Danio rerio cell line, ZF4, was purchased from the Institute of hydrobiology, China, and was maintained in DMEM: F12 medium, GIBICO, Life Technologies, supplemented with 10% foetal bovine serum. Cells were grown in a humidified incubator at 5% CO2 and 28°C.
To perform promoter activity assay, the 1500 bp upstream of the exon 1 (primers were shown in Table S3) were amplified by PCR and cloned into a promoterless vector, pGL3.0‐Basic, upstream of the firefly luciferase gene. The insert was confirmed by sequencing. ZF4 cells were harvested using 0.25% (W/V) trypsin solution and seed into 24‐well plates at a density of 2.5 × 105 cells per well. The plasmid was transfected into the cell with polyethyleneimine. To minimize non‐relevant influences, an additional vector (pRL‐TK) containing the Renilla luciferase gene was co‐transfected. After an incubation time of 24 h, the cells were co‐cultured with 1 × 106 Lev‐s or Lev‐R for 3 h. Then, the cells were lysed and incubated with luciferin according to the manufacturer’s instructions. The luciferase activity of the promoter‐firefly luciferase constructs was then normalized to the Renilla luciferase activity derived from the pRL‐TK vector and expressed as relative fold.
Data shown are the means ± SEM. The Gaussian distribution of data was analysed by D’Agostino‐Pearson omnibus normality test (Prism 7.0, GraphPad Software, San Diego, CA, USA) and Kolmogorov–Smirnov test (Prism 7.0). The variance of data was analysed by the homogeneity of variance test (SPSS 22.0, IBM Corp, Armonk, NY, USA) or Brown–Forsythe test (Prism 7.0).
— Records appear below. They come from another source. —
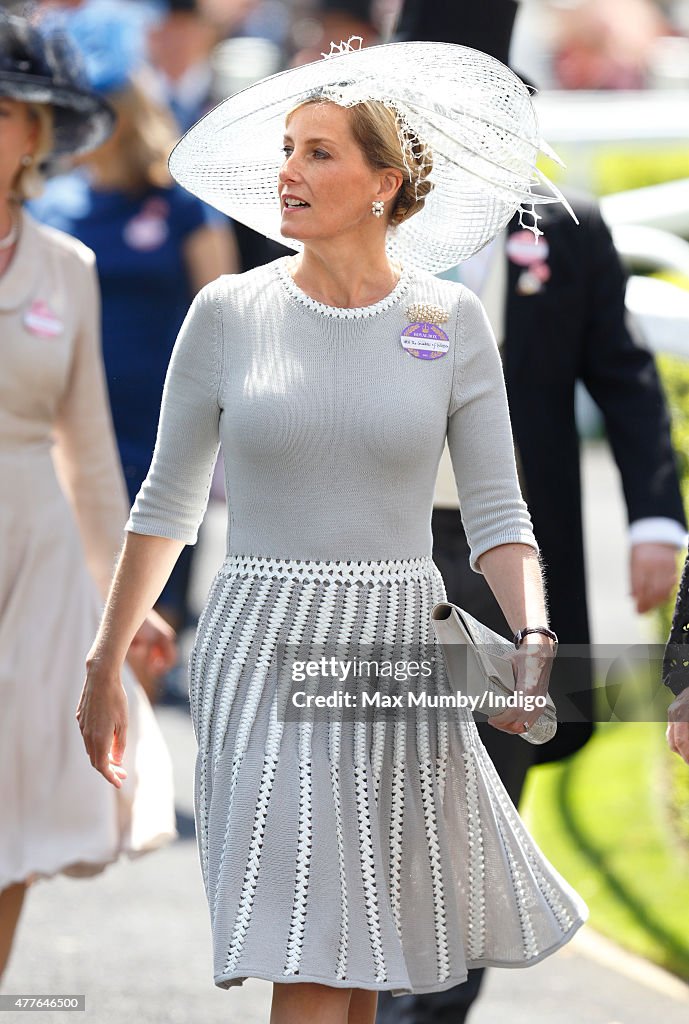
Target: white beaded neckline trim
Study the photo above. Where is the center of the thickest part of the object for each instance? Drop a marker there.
(341, 312)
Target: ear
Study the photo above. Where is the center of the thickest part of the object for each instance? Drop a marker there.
(390, 182)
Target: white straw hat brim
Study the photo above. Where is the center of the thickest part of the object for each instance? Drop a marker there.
(473, 113)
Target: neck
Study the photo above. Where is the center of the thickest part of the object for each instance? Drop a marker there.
(346, 279)
(7, 214)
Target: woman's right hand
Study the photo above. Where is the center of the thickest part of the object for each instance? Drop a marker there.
(102, 716)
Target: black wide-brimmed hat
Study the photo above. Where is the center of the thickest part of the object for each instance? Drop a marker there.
(38, 68)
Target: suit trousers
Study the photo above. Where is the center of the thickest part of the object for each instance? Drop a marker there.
(511, 756)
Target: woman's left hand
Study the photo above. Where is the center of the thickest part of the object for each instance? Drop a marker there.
(678, 725)
(532, 666)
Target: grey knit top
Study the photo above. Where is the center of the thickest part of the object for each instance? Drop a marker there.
(331, 429)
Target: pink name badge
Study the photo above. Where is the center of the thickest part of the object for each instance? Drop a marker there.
(42, 321)
(425, 341)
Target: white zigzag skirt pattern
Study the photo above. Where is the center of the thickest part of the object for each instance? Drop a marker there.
(381, 855)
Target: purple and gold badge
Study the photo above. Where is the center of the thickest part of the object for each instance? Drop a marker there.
(425, 341)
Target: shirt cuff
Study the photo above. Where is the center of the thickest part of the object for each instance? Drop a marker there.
(658, 529)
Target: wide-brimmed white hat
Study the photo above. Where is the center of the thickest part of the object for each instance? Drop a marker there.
(471, 112)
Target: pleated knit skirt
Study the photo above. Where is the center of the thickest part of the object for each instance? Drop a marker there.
(379, 853)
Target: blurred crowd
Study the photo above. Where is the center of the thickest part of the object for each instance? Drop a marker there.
(199, 51)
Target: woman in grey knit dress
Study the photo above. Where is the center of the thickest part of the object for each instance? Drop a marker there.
(340, 855)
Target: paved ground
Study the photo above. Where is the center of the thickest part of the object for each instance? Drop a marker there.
(136, 942)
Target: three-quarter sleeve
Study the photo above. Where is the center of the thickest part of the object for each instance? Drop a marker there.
(85, 452)
(479, 437)
(173, 498)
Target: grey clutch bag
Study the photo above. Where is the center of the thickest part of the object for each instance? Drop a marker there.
(479, 663)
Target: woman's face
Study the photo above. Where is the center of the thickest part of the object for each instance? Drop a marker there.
(326, 185)
(18, 136)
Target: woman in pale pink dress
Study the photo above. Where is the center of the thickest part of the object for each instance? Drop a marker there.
(62, 509)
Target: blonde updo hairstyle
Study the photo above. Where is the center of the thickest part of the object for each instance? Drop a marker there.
(376, 131)
(30, 180)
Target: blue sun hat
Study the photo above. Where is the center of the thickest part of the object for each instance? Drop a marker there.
(111, 36)
(43, 67)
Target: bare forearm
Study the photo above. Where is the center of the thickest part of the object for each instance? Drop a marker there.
(514, 574)
(142, 570)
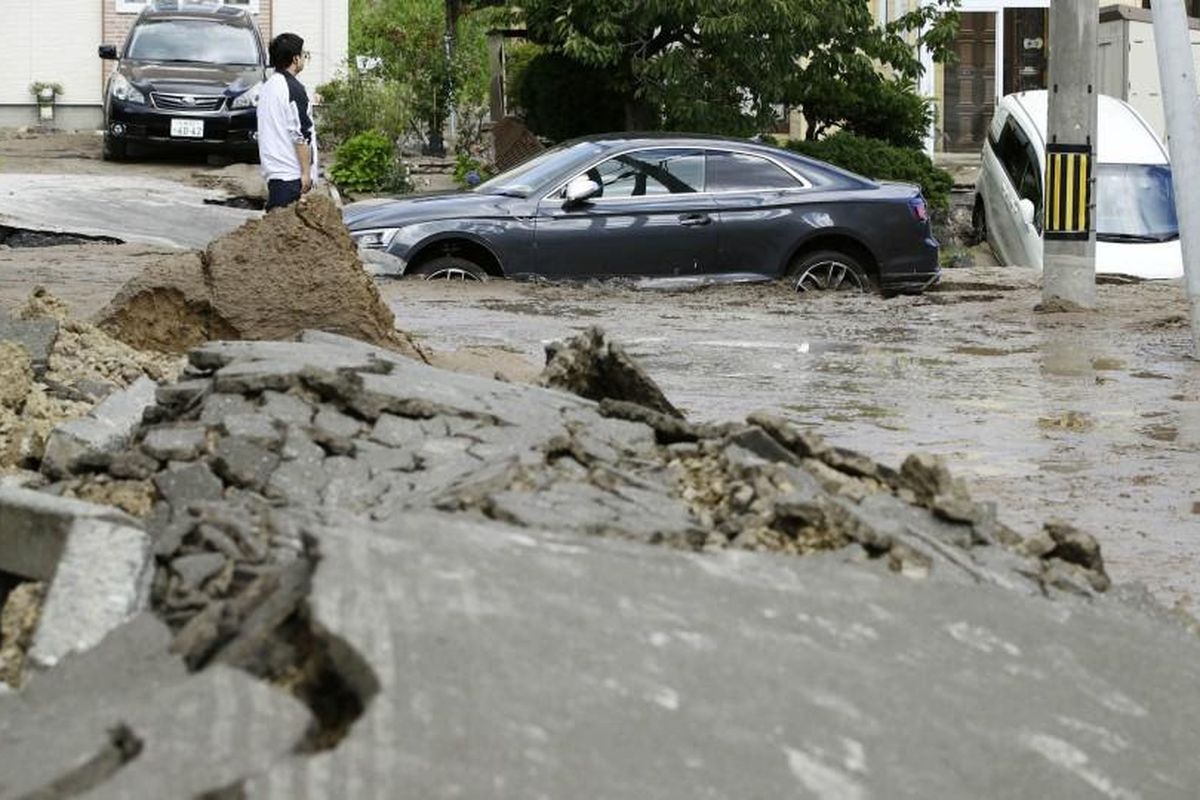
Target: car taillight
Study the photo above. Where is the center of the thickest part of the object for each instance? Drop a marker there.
(918, 209)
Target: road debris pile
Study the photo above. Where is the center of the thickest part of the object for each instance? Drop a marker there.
(295, 269)
(592, 367)
(352, 548)
(259, 440)
(55, 368)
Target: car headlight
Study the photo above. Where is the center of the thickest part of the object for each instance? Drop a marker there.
(124, 90)
(373, 238)
(247, 98)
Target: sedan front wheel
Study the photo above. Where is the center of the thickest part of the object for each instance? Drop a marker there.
(450, 268)
(828, 271)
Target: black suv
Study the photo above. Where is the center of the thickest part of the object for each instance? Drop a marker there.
(187, 76)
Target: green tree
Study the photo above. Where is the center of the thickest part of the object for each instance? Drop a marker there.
(729, 65)
(409, 37)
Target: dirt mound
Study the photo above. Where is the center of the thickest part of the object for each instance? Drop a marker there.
(84, 366)
(293, 270)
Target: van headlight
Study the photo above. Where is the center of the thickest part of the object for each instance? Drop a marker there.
(247, 98)
(124, 90)
(373, 238)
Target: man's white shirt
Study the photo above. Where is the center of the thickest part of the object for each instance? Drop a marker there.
(285, 120)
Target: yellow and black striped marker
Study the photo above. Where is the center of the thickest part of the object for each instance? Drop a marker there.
(1068, 208)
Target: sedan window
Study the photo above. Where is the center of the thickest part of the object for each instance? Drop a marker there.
(738, 172)
(646, 173)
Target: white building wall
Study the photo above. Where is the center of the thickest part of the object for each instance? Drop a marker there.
(53, 42)
(1135, 78)
(325, 29)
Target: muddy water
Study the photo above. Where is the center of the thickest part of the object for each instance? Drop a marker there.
(1092, 417)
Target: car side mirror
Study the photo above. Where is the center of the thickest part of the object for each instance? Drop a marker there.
(581, 188)
(1027, 211)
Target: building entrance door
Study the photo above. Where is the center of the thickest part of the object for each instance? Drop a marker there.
(971, 83)
(1026, 31)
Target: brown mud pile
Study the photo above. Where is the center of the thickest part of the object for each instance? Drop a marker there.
(84, 366)
(293, 270)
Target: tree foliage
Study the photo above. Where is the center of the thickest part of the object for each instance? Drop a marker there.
(409, 40)
(729, 65)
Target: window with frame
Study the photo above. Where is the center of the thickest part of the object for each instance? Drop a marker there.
(739, 172)
(649, 173)
(1193, 6)
(1019, 158)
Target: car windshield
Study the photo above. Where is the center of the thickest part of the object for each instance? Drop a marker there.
(1135, 203)
(193, 41)
(543, 169)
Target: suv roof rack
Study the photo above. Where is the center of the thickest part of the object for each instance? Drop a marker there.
(204, 6)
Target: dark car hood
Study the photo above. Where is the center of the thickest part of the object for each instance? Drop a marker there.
(425, 208)
(192, 78)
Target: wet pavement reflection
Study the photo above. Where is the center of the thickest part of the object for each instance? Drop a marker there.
(1091, 417)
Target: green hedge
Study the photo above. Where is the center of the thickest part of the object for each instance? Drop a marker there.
(369, 162)
(882, 161)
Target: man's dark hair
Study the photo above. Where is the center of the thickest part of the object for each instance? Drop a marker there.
(283, 50)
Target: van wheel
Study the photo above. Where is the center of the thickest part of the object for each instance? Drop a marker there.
(828, 271)
(450, 268)
(978, 223)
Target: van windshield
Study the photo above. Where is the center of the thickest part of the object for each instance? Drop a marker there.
(193, 41)
(1134, 203)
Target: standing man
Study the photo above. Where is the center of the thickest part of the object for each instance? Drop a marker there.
(287, 145)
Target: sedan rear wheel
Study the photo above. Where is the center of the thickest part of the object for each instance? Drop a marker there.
(114, 150)
(828, 271)
(450, 268)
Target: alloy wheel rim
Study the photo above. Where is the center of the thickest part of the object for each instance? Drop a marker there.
(451, 274)
(828, 276)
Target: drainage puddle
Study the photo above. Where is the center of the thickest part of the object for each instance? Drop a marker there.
(29, 238)
(240, 202)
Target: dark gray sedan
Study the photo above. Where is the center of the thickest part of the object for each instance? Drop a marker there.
(664, 206)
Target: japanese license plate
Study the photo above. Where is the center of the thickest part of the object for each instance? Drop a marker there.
(187, 128)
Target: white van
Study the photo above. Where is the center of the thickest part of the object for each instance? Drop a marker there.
(1137, 232)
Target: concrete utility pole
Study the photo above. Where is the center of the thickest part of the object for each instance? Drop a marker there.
(1177, 73)
(1069, 226)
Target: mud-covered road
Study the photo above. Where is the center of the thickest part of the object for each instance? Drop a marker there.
(1093, 417)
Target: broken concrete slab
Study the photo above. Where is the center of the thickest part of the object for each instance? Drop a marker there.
(102, 579)
(36, 336)
(58, 731)
(34, 528)
(526, 650)
(107, 429)
(175, 443)
(96, 561)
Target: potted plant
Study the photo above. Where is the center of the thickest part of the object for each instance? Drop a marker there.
(46, 94)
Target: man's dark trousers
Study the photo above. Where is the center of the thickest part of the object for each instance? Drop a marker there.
(282, 193)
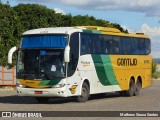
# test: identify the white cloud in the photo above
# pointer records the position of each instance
(152, 31)
(154, 34)
(149, 7)
(58, 10)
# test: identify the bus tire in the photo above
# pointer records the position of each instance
(42, 99)
(84, 93)
(138, 87)
(131, 91)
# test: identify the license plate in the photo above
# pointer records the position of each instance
(38, 92)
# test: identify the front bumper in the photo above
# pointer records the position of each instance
(47, 92)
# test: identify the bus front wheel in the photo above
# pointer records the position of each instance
(84, 93)
(131, 91)
(42, 99)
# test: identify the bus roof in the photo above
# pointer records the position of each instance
(90, 29)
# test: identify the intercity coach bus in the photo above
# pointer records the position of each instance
(81, 61)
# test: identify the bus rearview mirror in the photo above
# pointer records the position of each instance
(10, 54)
(66, 54)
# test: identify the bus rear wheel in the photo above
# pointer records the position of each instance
(138, 88)
(84, 93)
(131, 91)
(42, 99)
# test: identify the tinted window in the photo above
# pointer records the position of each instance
(74, 53)
(108, 44)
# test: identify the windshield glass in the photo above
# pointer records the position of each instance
(40, 64)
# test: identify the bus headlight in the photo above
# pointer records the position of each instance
(58, 86)
(20, 85)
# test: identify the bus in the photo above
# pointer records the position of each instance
(80, 61)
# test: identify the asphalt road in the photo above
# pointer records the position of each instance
(148, 100)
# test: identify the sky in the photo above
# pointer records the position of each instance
(134, 15)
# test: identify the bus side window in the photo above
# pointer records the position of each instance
(147, 46)
(141, 46)
(83, 46)
(127, 45)
(74, 54)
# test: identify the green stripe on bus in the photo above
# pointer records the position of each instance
(49, 82)
(104, 70)
(92, 31)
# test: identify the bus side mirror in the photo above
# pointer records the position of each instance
(10, 54)
(66, 54)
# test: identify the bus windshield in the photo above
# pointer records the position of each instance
(40, 64)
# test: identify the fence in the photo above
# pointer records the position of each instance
(7, 76)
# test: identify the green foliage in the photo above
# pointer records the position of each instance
(155, 73)
(15, 20)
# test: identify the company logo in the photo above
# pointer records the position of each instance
(85, 64)
(6, 114)
(73, 89)
(127, 62)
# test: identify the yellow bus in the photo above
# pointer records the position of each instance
(81, 61)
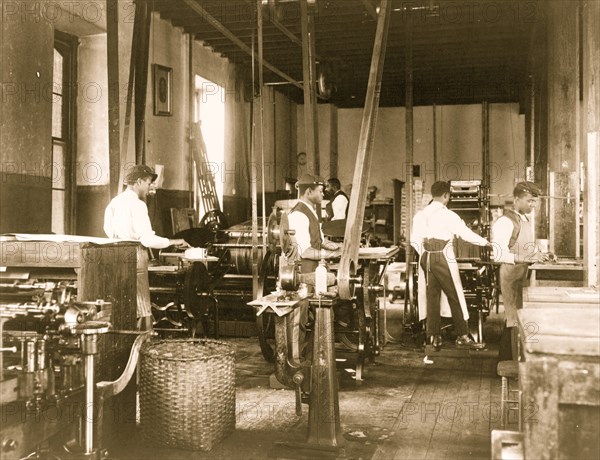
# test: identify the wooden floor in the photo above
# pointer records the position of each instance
(405, 409)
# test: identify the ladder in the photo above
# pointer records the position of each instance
(206, 180)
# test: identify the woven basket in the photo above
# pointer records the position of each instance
(187, 393)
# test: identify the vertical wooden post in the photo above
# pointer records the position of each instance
(563, 120)
(144, 14)
(114, 119)
(309, 72)
(591, 144)
(409, 140)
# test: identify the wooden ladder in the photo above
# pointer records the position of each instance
(206, 180)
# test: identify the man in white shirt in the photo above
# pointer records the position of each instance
(514, 247)
(337, 208)
(434, 229)
(311, 245)
(126, 218)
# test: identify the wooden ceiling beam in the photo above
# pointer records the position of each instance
(217, 25)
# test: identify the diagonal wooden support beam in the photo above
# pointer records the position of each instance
(362, 170)
(221, 28)
(370, 8)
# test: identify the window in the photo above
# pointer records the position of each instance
(209, 108)
(63, 130)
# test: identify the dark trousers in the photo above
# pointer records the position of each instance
(437, 274)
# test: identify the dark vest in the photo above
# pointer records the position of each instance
(329, 207)
(314, 230)
(515, 218)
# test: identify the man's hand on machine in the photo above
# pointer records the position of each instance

As none of the dependent variables comply with the ANOVA assumptions of normality, therefore, data for one‐factorial design were analysed by Kruskal–Wallis followed by Dunn’s multiple comparison post hoc test. (Prism 7.0). Data for 2‐factorial designs were analysed by Aligned Rank Transform procedure with ANOVA (ART‐ANOVA), and ART‐ANOVA is a non‐parametric factorial analysis technique recently introduced by Wobbrock et al. (2011), which enables the use of ANOVA test after alignment and ranking and maintains the integrity of interaction effects of factors. Statistical details of all experiments can be found in the figure legends, and significance is described in the figure legends as ∗P < 0.05, ∗∗P < 0.01.
The multivariate analysis was performed using principal component analysis (PCA) and orthogonal partial least squares discriminant analysis (OPLS‐DA) with SIMCA 12.0 software (Umetrics, Umeå, Sweden). PCA was used to describe the sample variations between groups (Saline, Lev‐S, and Lev‐R) in the scoring matrix. OPLS‐DA was used to assign samples according to the classes, variability in the S‐Plot. The potential biomarkers were selected when p(corr) > 0.5 combined with P ≥ 0.05.